La norma de partida es el artículo 22.2 de la Ley 34/2002, de servicios de la sociedad de la información y de comercio electrónico (la “LSSICE”). Este precepto permite la utilización de dispositivos de almacenamiento y recuperación de datos (cookies), siempre y cuando el destinatario titular del equipo terminal haya prestado su consentimiento informado de conformidad con la normativa en materia de protección de datos.

Como es lógico, el consentimiento debe entenderse exigible en la medida en que el uso de cookies implique un tratamiento de datos personales.

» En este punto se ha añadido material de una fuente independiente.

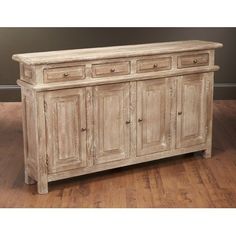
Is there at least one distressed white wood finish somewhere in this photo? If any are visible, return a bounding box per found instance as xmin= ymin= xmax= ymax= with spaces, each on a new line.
xmin=13 ymin=40 xmax=222 ymax=194
xmin=94 ymin=83 xmax=130 ymax=164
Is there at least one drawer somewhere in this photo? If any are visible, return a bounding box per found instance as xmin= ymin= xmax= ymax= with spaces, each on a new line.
xmin=178 ymin=53 xmax=209 ymax=68
xmin=136 ymin=57 xmax=171 ymax=73
xmin=92 ymin=61 xmax=130 ymax=78
xmin=44 ymin=66 xmax=85 ymax=83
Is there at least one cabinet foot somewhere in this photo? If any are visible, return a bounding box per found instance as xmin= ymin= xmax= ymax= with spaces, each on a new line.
xmin=25 ymin=174 xmax=36 ymax=184
xmin=37 ymin=181 xmax=48 ymax=194
xmin=202 ymin=148 xmax=212 ymax=158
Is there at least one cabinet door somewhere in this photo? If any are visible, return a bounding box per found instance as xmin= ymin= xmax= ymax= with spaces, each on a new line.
xmin=45 ymin=88 xmax=86 ymax=173
xmin=137 ymin=78 xmax=171 ymax=156
xmin=176 ymin=74 xmax=207 ymax=148
xmin=94 ymin=83 xmax=130 ymax=164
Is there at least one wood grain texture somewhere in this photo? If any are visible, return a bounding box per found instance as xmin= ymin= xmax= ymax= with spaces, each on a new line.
xmin=0 ymin=101 xmax=236 ymax=208
xmin=13 ymin=41 xmax=221 ymax=193
xmin=12 ymin=40 xmax=222 ymax=65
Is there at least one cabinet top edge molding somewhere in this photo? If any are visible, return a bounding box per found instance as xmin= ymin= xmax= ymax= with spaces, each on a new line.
xmin=12 ymin=40 xmax=223 ymax=65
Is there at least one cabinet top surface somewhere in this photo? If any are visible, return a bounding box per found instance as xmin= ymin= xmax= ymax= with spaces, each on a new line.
xmin=12 ymin=40 xmax=223 ymax=65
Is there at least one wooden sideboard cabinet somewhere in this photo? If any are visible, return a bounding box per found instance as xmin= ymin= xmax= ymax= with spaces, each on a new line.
xmin=13 ymin=40 xmax=222 ymax=194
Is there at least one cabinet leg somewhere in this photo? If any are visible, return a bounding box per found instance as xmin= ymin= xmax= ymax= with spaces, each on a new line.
xmin=202 ymin=148 xmax=212 ymax=158
xmin=25 ymin=173 xmax=36 ymax=184
xmin=37 ymin=180 xmax=48 ymax=194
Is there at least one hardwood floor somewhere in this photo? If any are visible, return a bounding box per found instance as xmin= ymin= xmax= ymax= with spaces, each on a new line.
xmin=0 ymin=100 xmax=236 ymax=207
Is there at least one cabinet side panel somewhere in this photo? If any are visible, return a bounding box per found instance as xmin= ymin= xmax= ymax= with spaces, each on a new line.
xmin=21 ymin=88 xmax=37 ymax=180
xmin=204 ymin=72 xmax=214 ymax=158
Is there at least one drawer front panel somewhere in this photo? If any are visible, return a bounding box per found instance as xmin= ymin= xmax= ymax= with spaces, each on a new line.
xmin=44 ymin=66 xmax=85 ymax=83
xmin=178 ymin=53 xmax=209 ymax=69
xmin=136 ymin=57 xmax=171 ymax=73
xmin=92 ymin=61 xmax=130 ymax=78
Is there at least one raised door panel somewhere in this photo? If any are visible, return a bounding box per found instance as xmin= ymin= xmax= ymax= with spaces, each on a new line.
xmin=137 ymin=78 xmax=171 ymax=156
xmin=176 ymin=74 xmax=207 ymax=148
xmin=46 ymin=89 xmax=86 ymax=173
xmin=94 ymin=83 xmax=130 ymax=164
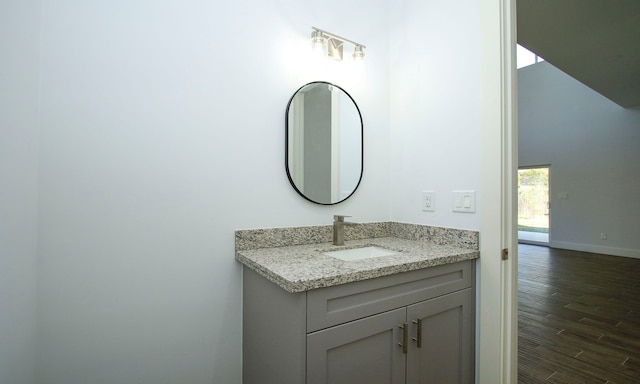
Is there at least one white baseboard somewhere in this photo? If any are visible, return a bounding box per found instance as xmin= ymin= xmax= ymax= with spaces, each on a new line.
xmin=549 ymin=241 xmax=640 ymax=259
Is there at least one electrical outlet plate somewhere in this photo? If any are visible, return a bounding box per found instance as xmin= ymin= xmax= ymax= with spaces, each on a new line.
xmin=422 ymin=191 xmax=436 ymax=212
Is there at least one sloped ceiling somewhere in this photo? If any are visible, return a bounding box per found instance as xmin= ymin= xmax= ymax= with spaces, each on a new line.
xmin=517 ymin=0 xmax=640 ymax=108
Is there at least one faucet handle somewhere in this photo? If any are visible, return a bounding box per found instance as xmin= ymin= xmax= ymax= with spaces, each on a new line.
xmin=333 ymin=215 xmax=351 ymax=222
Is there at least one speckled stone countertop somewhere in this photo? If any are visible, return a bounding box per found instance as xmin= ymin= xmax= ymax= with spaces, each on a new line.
xmin=236 ymin=223 xmax=480 ymax=293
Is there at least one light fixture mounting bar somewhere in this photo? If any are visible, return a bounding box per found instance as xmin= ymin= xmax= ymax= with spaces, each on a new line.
xmin=311 ymin=27 xmax=366 ymax=48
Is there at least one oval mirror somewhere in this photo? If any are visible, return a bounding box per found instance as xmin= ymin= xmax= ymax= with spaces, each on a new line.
xmin=285 ymin=81 xmax=363 ymax=205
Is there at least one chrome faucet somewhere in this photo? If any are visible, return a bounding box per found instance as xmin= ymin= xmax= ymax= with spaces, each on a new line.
xmin=333 ymin=215 xmax=357 ymax=245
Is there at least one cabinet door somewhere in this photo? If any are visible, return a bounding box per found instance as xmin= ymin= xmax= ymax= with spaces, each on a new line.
xmin=407 ymin=289 xmax=474 ymax=384
xmin=307 ymin=308 xmax=406 ymax=384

Para dar cumplimiento a la obligación de informar, la nueva Guía de la AEPD enumera aquellos aspectos que deben quedar cubiertos, fundamentalmente: (i) definición y función genérica de las cookies; (ii) información sobre el tipo de cookies que se utilizan y su finalidad; (iii) identificación de quién utiliza las cookies; (iv) información sobre cómo aceptar, denegar, revocar el consentimiento o eliminar las cookies; (v) información sobre las transferencias a terceros países; y (vi) periodo de conservación de los datos. Todo ello sin perjuicio de la información no específica requerida por el RGPD.

Si bien la AEPD admite también otras formas, la Guía recomienda ofrecer la información a través de un sistema de doble capa: en una primera capa, se mostraría al usuario la información esencial en relación con el uso de cookies, incluyendo un enlace que dirigiría a una segunda capa de información, capa que comprendería de una forma más extensa y detallada toda la información acerca del uso de cookies.

En fin, hay que resaltar que la información debe mostrarse de forma previa a la prestación del consentimiento. La Guía de la AEPD es tajante al respecto: “[e]sta información se facilitará antes del uso de las cookies, incluida, en su caso, su instalación, a través de un formato que sea visible para el usuario y que deberá mantenerse hasta que el usuario realice la acción requerida para la obtención del consentimiento o su rechazo”.

La Guía de la AEPD también contiene importantes aclaraciones en materia de consentimiento, cuestión esta que, por su extensión, abordaremos en este blog en una ulterior entrada.